WALTHAM — For more than two weeks in November, a string of unprovoked, apparently random street attacks frightened residents and frustrated investigators. The assailant appeared to lie in wait for victims after dark, attacking them from behind and dashing off without stealing anything.
On Thursday, authorities said they had charged a 24-year-old man with committing the brutal assaults, which Middlesex District Attorney Marian T. Ryan described as a “reign of terror.”
“These attacks, which appear to be random, caused the community of Waltham to be in fear for several months,” Ryan said at a news conference.
Clauvens Janvier, who lives in Waltham, was arrested in December for allegedly assaulting an 18-year-old man at a parking garage on Nov. 11. He was held without bail after a dangerousness hearing while investigators linked him to the other attacks through cellphone data, video surveillance, and forensic testing, Ryan said.
Janvier is charged with attacking 11 men, including a postal worker, with blunt objects. Several men were knocked unconscious and some required hospitalization.
Among them was Emerson Antonio Aroche Paz, 42, who was attacked the night before Thanksgiving while walking down the street. He was hospitalized with severe injuries to his face and head. On Thursday, he said he was relieved that authorities had identified the man responsible for the attacks.
“And I hope that guy changes his life” while in custody, he said. “I still have pain in the back of my head every day. I don’t see too well with my left eye.”
He will soon undergo a procedure to repair damage to his nose, he said.
“All those [medical] bills, I have to pay,” Aroche Paz said.
Janvier is also charged with firing a gun at a car on Nov. 24 after having a verbal altercation with the driver at a gas station. He is scheduled to be arraigned on March 24. Janvier’s lawyer hung up on a Globe reporter Thursday and didn’t return a follow-up text message.

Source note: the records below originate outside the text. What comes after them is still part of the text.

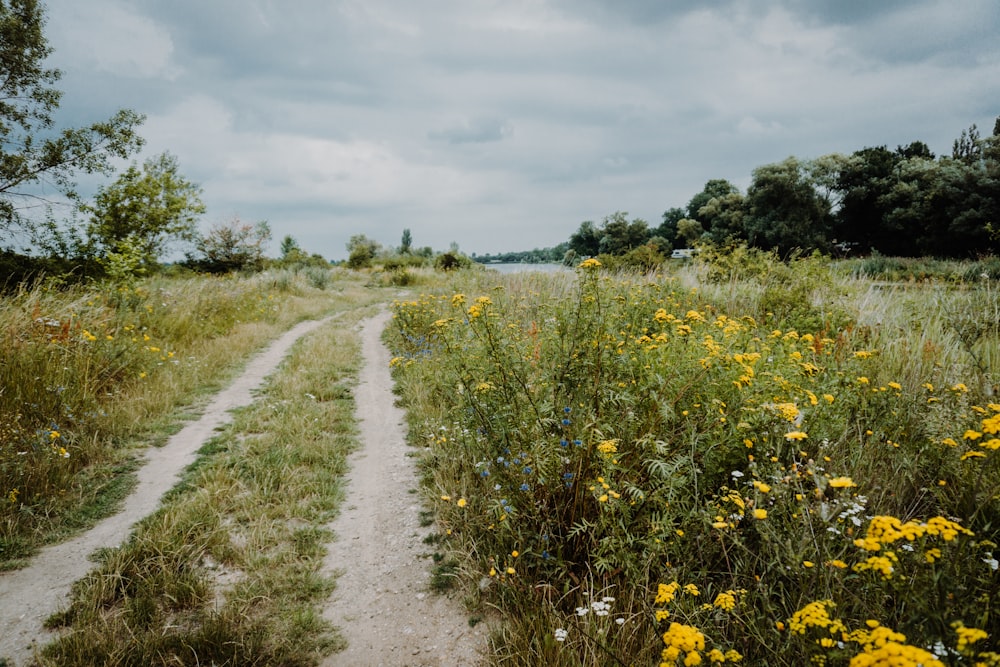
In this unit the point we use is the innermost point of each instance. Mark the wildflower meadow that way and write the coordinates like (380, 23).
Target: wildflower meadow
(738, 461)
(91, 373)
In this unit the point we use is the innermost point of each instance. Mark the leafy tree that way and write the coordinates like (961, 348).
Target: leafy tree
(668, 228)
(784, 211)
(968, 147)
(619, 235)
(723, 217)
(689, 230)
(452, 260)
(586, 241)
(290, 249)
(915, 149)
(149, 207)
(36, 160)
(717, 187)
(361, 250)
(233, 246)
(865, 179)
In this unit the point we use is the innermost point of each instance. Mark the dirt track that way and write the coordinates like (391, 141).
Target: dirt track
(380, 603)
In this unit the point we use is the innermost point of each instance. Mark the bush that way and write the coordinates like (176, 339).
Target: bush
(625, 467)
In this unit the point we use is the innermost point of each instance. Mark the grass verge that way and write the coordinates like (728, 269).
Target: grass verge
(91, 375)
(227, 571)
(742, 461)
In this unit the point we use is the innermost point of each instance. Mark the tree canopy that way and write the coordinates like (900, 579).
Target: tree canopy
(38, 162)
(904, 202)
(147, 207)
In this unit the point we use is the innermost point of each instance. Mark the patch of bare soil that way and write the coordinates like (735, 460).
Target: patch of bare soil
(30, 595)
(382, 602)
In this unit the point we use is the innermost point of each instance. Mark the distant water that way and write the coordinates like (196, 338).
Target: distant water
(521, 267)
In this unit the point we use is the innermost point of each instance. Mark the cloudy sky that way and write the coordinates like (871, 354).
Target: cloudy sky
(502, 124)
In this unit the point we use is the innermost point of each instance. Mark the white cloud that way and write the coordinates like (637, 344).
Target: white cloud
(110, 36)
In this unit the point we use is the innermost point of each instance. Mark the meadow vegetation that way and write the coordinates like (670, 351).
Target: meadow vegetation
(228, 570)
(92, 373)
(738, 460)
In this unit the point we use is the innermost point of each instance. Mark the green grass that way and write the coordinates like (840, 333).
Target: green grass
(93, 374)
(227, 571)
(741, 428)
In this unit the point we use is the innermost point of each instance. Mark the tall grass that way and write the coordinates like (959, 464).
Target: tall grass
(87, 373)
(746, 460)
(227, 571)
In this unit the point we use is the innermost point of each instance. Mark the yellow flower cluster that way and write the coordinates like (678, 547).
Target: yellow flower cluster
(893, 653)
(680, 638)
(815, 615)
(888, 529)
(725, 601)
(883, 564)
(607, 447)
(967, 636)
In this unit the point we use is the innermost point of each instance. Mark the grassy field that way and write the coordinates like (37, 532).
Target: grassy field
(740, 461)
(91, 375)
(227, 572)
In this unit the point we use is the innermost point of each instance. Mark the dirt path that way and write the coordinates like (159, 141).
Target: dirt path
(30, 595)
(382, 603)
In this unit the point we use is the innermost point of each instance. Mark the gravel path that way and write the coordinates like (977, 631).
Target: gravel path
(30, 595)
(381, 602)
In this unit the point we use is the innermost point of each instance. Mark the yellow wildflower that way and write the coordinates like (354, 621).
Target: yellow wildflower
(841, 482)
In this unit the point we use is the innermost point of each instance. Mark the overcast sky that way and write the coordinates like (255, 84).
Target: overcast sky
(502, 124)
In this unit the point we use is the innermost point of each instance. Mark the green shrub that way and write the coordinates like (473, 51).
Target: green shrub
(611, 451)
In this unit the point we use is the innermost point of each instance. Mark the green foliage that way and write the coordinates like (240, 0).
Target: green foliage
(88, 369)
(589, 443)
(229, 569)
(784, 211)
(145, 209)
(361, 251)
(31, 151)
(451, 260)
(235, 246)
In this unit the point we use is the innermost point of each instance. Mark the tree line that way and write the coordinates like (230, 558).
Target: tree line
(904, 202)
(132, 221)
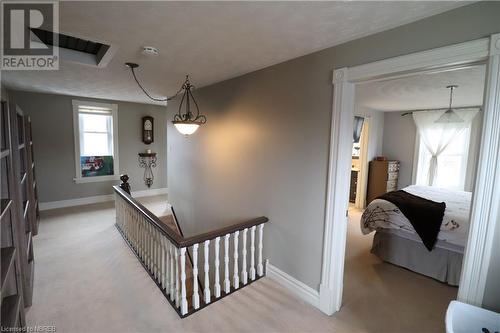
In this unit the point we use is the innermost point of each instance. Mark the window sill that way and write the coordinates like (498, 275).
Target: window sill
(96, 179)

Janvier did not appear to be targeting specific people, or groups of people, in the attacks, Ryan said.
“It just was clearly a case of somebody being in that place where he was at the wrong time, rather than he was looking for a particular person,” she said. “There does not appear to be at this point in the investigation any particular connection either between the victims and the defendant or the victims to each other. So to that extent and given the wide range of ages and the demographics of victims they appear to be random.”
Acting Waltham police Chief Kevin O’Connell said investigators “were relentless” in their pursuit of the perpetrator.
“These attacks truly were unprecedented,” O’Connell said. O’Connell said he knew residents had remained nervous as time passed without an arrest.
“I truly understood the anxiety and the frustration of our citizens of Waltham when this case had few leads at the start and continued to go on for some time,” he said. “There was no doubt in my mind the person or persons involved would be brought to justice.”
When police searched Janvier’s car in connection with the November 11 attack, they found a machete, ammunition, and a stolen gun, prosecutors said.
The attacks began Nov. 10 near the Gardencrest apartment complex and later extended to the city’s downtown. The final attack occurred the day after Thanksgiving.
At the apartment complex, residents were relieved that the alleged attacker was in custody.
“Major league thumbs up, that’s what I say,” said Dawn O’Reilly. Maureen King said residents were reluctant to venture out at night with the suspect at large.
“You had to have food in your house before dark,” she said.
Waltham Mayor Jeannette A. McCarthy said the unexplained violence was “traumatic” for the victims and the entire city.
“I’m relieved for the entire community, because they went through hell,” McCarthy said. “My real concern is that this person not be able to do this to Waltham or any other community.”
Janvier had “caused tremendous destruction to a lot of people’s lives” and must be held accountable, she said.
City Councilor Sean Durkee, who represents the ward where some of the attacks occurred, denounced Janvier as “a terrorist.”
“I held the first neighborhood meeting after this, people were in tears,” he said.
But Aroche Paz, the man attacked the night before Thanksgiving, said he took little pleasure in Janvier’s arrest.
“He has a mother,” Aroche Paz said. “He made some kind of big mistake in his life.”
John R. Ellement of the Globe staff contributed to this report.